As the Princeton in Africa Fellow, I work alongside Nyumbani Village staff and local contractors and suppliers to install and maintain 10,000-liter rainwater tanks that can capture and contain rainwater for use well into the dry seasons. One morning, one of the women in the village told me how much the tanks mean to her. She told me stories of how, as a child and as a younger woman, she collected water from the nearby river, first with a gourd on her back, then later with jerry cans and a donkey.

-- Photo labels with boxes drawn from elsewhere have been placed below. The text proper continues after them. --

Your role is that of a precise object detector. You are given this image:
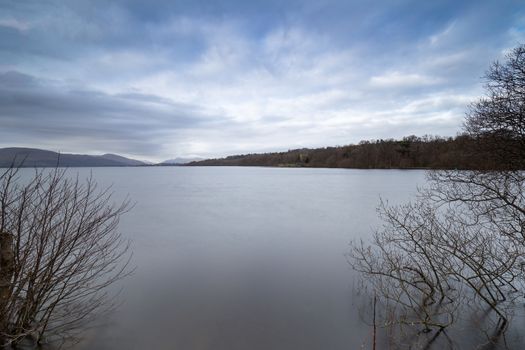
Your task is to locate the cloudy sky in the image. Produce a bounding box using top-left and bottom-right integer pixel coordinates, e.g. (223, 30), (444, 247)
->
(0, 0), (525, 160)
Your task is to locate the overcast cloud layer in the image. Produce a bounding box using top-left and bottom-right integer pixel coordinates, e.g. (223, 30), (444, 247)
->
(0, 0), (525, 160)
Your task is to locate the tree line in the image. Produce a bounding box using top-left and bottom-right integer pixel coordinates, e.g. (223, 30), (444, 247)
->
(189, 134), (516, 170)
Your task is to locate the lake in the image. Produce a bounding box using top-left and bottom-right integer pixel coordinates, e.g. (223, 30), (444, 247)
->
(14, 167), (523, 350)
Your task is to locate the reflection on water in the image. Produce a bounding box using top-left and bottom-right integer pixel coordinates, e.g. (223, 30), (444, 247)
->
(16, 167), (523, 350)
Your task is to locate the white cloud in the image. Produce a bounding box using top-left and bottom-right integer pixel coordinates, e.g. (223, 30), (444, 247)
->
(0, 18), (31, 32)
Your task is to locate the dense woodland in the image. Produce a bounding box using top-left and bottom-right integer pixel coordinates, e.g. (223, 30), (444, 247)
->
(189, 135), (512, 169)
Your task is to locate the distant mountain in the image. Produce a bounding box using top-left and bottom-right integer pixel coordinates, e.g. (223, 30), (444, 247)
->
(100, 153), (148, 166)
(0, 147), (146, 167)
(160, 157), (204, 165)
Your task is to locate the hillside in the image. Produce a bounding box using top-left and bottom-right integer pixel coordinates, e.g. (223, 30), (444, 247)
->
(0, 147), (145, 167)
(189, 136), (504, 169)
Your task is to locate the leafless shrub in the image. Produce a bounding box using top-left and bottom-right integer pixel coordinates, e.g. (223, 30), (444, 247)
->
(0, 168), (130, 346)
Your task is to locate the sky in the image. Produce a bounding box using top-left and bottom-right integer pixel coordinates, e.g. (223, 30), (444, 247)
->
(0, 0), (525, 161)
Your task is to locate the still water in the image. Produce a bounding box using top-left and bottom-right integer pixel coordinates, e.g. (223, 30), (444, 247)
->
(24, 167), (520, 350)
(63, 167), (425, 350)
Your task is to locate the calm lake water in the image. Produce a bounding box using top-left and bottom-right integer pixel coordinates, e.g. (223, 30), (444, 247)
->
(14, 167), (520, 350)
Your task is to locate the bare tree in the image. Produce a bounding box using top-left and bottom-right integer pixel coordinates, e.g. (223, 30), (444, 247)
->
(0, 168), (130, 346)
(349, 46), (525, 348)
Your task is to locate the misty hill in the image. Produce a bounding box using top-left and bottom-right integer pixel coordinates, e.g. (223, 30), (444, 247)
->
(0, 147), (146, 167)
(160, 157), (204, 165)
(189, 135), (499, 169)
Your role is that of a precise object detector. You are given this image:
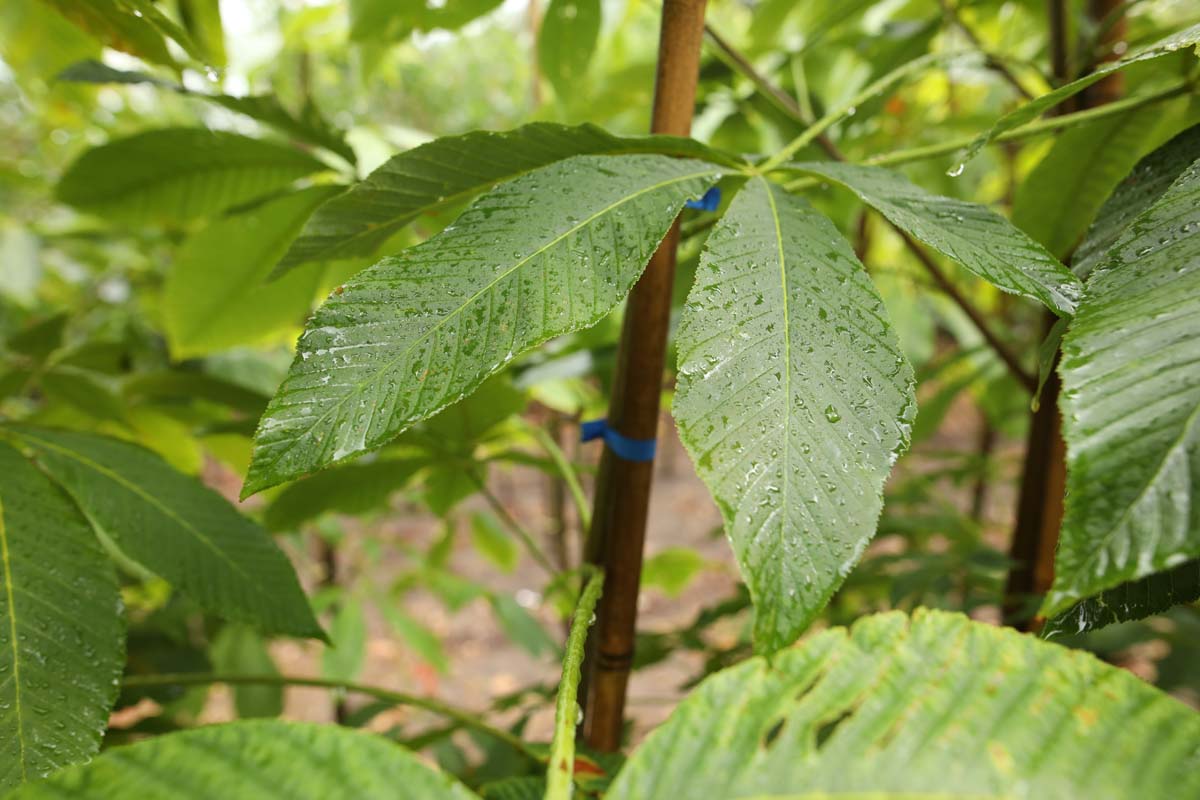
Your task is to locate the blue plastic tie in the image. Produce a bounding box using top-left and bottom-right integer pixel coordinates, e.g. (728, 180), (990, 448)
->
(684, 186), (721, 211)
(580, 419), (659, 461)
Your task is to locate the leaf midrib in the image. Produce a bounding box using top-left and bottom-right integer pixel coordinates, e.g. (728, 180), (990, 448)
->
(256, 164), (718, 491)
(17, 431), (266, 606)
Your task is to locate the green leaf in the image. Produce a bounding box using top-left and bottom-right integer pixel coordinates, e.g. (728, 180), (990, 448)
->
(674, 179), (916, 650)
(379, 603), (450, 674)
(470, 511), (521, 572)
(6, 426), (323, 638)
(545, 570), (604, 800)
(244, 156), (718, 495)
(12, 720), (475, 800)
(263, 458), (424, 530)
(487, 595), (558, 657)
(162, 186), (338, 360)
(605, 609), (1200, 800)
(42, 0), (179, 68)
(0, 441), (125, 793)
(276, 122), (738, 275)
(58, 61), (355, 164)
(1013, 108), (1163, 258)
(350, 0), (503, 42)
(642, 547), (708, 597)
(538, 0), (602, 101)
(1070, 125), (1200, 279)
(209, 625), (283, 720)
(1042, 152), (1200, 616)
(1042, 560), (1200, 639)
(320, 597), (367, 681)
(790, 162), (1082, 314)
(950, 25), (1200, 167)
(56, 128), (325, 224)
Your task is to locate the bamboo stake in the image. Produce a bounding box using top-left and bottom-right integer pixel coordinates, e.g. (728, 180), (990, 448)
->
(584, 0), (704, 751)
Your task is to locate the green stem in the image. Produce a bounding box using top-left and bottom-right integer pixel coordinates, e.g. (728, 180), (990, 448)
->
(528, 425), (592, 530)
(545, 567), (604, 800)
(122, 673), (535, 762)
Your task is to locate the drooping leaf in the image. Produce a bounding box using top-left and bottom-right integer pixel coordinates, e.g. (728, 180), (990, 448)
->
(0, 441), (125, 793)
(7, 426), (323, 637)
(1042, 560), (1200, 639)
(56, 128), (325, 223)
(1070, 125), (1200, 279)
(277, 122), (736, 273)
(955, 24), (1200, 172)
(209, 625), (283, 720)
(12, 720), (475, 800)
(674, 179), (916, 650)
(1013, 108), (1163, 258)
(42, 0), (179, 68)
(162, 186), (338, 360)
(244, 156), (719, 494)
(1042, 146), (1200, 616)
(263, 458), (422, 530)
(58, 61), (355, 164)
(793, 162), (1082, 314)
(605, 609), (1200, 800)
(538, 0), (602, 100)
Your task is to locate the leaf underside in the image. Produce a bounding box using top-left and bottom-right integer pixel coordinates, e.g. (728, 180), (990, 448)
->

“I am less tired these days, because I do not have to fetch water. I now invest my time in others things, like working a lot in my garden,” she says. Having fetched water for most of her life, she knows the importance of water conservation and regularly educates the children under her care on this. “If we are careful, most years, we have some water remaining in the tank when the rains come again in October.”

Presently, each family’s home and most administrative buildings are outfitted with gutters and a tank. The village-wide system is capable of storing more than 1,400,000 liters of fresh, clean water. If conserved carefully, one 10,000 liter tank can supply a family with daily freshwater throughout the dry season.

Prior to living in Nyumbani Village, many children and elderly walked several kilometers per day to source freshwater for their families. Now in Nyumbani Village, with freshwater access at every home through the rainwater tank, it increases time for other activities, such as studying, farming, and playing sports.

Before Nyumbani Village, life for the nearby children who lost parents to AIDS was bleak. By providing access to water, sanitation, hygiene, and much more, Nyumbani Village is helping them to stay healthy, and live the empowered lives they deserve.